If you’ve ever been on a long trip, whether as a parent or a child, “Are we there yet,” is a common question. So common that some people can time when the next time the question will be asked. The “are we there yet” question is an event- and time-based question with an answer.
“Are we there yet,” when asked as a spiritual question is something completely different. In a performance-based culture, such as ours, there are often attempts to assess and evaluation the successfulness of our holiness.
If we are not careful, this can become overwhelming, and even deadly to our spiritual growth. If we are so concerned about how we are evaluated and what the measure is, we are often tempted to meet the “requirement” of action without the heart-change that we seek.
When we perform “holiness” through tasks and checkboxes we become as overburdened as the Jews had been for so long with their Law.

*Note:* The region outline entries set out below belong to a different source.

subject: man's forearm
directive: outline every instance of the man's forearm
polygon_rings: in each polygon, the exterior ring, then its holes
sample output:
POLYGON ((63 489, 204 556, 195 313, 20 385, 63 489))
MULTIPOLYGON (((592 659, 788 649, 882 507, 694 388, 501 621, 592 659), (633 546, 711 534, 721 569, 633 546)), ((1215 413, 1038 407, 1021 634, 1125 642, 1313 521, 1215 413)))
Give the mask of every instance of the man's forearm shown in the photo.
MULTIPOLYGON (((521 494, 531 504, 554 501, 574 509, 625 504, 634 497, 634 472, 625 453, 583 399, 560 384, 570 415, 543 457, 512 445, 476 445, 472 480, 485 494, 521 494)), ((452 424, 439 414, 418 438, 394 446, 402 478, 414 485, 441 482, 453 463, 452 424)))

Thus our “holiness” becomes an act of will. So, when we are tired, discouraged, down, or something else, our holiness house of cards comes tumbling down.
Paul wasn’t there yet. In Romans, he expresses his grief/frustration/reality that he keeps missing the mark of things. He recognizes a conflict between our human nature bent towards its own gratification, and our God-nature desiring to be in God’s grace, mercy, and love.
He also writes to the Philippians much the same way. He knows he is “there” yet. That doesn’t stop him from reaching toward the “goal” with all his might. In many respects, Paul’s “forgetting” is key to moving forward. We are all inclined to remember our failures (especially when they are painful). It is especially important to have someone to confess to and be held accountable by. Oddly, that seems to help us move on.
Then there is the “confession” that has been used for generations in some traditions regarding confession and redemption. The sin is an issue. The unconfessed, unrepented, and unreconciled (can be read as unforgiven, but not entirely accurate) sin is the bigger issue. When John talks about not being in fellowship, it is the unconfessed, unrepented, and unreconciled sin that “shows” we are walking in darkness.
Paul and John (and others) know full well that we have an advocate who is looking to judge us but to forgive us.
※Prayer of Confession from the Book of Common Prayer (2019)※
Almighty and most merciful Father,
we have erred and strayed from your ways like lost sheep.
We have followed too much the devices and desires of our own hearts.
We have offended against your holy laws
We have left undone those things which we ought to have done,
and we have done those things which we ought not to have done;
and apart from your grace, there is no health in us.
O Lord, have mercy upon us.
Spare all those who confess their faults.
Restore all those who are penitent,
according to your promises declared to all people in Christ Jesus our Lord.
And grant, O most merciful Father, for his sake,
that we may now live a godly, righteous, and sober life,
to the glory of your holy Name. Amen.